Il 2025, stando a quanto riferito dal Ministro Nordio, dovrebbe essere l’anno dell’approvazione della riforma costituzionale che prevede la separazione delle carriere tra giudici e pubblici ministeri.
Riforma di cui si parla da decenni, ma mai come ora sembra poter arrivare al traguardo.
In estrema sintesi, con questa riforma avremo un Consiglio Superiore della Magistratura riguardante solamente i giudici ed un secondo riguardante solamente i pubblici ministeri (oggi esiste un unico CSM comprendente l’intero ordine della magistratura). Secondo i sostenitori della riforma, giudici e PM sarebbero vicendevolmente condizionati in quanto facenti parte dello stesso organo costituzionale.
La prima differenza introdotta con la riforma riguarda la composizione dei CSM: i membri non saranno più “eletti” ma “estratti a sorte”. Questa evidente novità, che sembra piuttosto una particolare anomalia, pare andare nella direzione della cancellazione (di fatto) delle correnti della magistratura, così però creando due consigli con all’interno magistrati che ricopriranno quei ruoli per il solo fatto che il proprio nome è quello materialmente uscito dall’estrazione.
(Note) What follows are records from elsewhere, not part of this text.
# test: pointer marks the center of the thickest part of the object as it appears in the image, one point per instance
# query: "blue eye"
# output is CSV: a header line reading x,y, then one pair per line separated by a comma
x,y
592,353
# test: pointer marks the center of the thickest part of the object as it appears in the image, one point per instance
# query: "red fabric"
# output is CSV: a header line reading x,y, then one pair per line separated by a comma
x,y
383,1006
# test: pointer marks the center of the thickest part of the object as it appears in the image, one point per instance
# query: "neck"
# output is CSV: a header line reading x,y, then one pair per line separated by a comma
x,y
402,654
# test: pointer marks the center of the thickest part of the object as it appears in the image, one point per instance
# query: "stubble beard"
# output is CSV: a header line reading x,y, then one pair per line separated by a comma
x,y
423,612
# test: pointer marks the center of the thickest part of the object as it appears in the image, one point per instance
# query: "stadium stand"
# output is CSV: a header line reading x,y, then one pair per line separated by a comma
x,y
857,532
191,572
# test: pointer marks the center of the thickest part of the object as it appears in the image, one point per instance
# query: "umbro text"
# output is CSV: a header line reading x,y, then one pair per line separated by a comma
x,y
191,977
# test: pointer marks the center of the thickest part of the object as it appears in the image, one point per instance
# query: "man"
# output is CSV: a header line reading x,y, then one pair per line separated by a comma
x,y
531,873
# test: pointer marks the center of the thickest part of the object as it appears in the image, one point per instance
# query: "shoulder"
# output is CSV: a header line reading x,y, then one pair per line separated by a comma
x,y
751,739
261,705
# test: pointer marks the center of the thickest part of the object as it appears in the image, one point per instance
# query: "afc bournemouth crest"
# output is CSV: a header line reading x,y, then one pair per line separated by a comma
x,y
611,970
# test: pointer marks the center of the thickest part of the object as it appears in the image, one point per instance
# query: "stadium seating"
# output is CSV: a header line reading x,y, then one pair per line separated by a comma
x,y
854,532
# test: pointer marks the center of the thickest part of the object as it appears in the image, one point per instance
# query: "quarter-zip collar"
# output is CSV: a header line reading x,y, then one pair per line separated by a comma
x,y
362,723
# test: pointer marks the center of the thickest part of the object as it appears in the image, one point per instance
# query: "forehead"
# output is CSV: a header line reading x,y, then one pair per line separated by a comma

Altra significativa novità è la creazione dell’Alta Corte disciplinare (oggi i provvedimenti disciplinari sono assunti dal CSM), questa volta unica per tutti i magistrati, costituita, ancora una volta, da membri estratti a sorte. La domanda che, seguendo la logica, deve sorgere è la seguente: se è così necessario separare i giudici dai PM, perché un’unica Corte disciplinare? Ad essere maliziosi (ma neanche troppo) si può intravedere la ragione di fondo per la quale il Governo Meloni vuole arrivare al traguardo con questa riforma, ossia minare l’indipendenza della stessa magistratura. Due CSM (divide et impera) costituiti da magistrati estratti a sorte e quindi non scelti, ma con membri “laici” di provenienza politica, saranno consigli nei quali la componente “togata” sarà certamente la più debole.
Lasciando in disparte i tecnicismi, la vera domanda che un cittadino si pone è se questa riforma migliorerà la giustizia penale oppure no. A parere di chi scrive, non si riesce, anche col massimo sforzo, ad intravedere un elemento positivo che il disegno di legge porterebbe. Se è vero che la troppa vicinanza tra giudici e PM, porterebbe i primi a prendere più decisioni favorevoli per i secondi (anche se i numeri delle assoluzioni spesso smentiscono questa tesi), una modifica dell’assetto istituzionale cosa cambierebbe nei rapporti interni di un Palazzo di Giustizia? Nulla. Citando il Prof. Avv. Franco Coppi, non saranno più fratelli ma diventeranno cugini, continuando a “darsi del tu” davanti al caffè del tribunale.
Ed ancora, spesso si accusano i pubblici ministeri di non essere super partes e di non espletare anche indagini a favore dell’indagato, come previsto dalla legge; con la nuova riforma sembra piuttosto che un PM, sempre distante dal giudice e che quindi assomiglierebbe più ad un “capo della polizia”, farà più indagini in favore dell’indagato? Probabilmente ne farà ancora meno.
Si potrebbe andare avanti a lungo, ma la conclusione è che rischiamo di avere un sistema addirittura peggiore di quello attualmente vigente.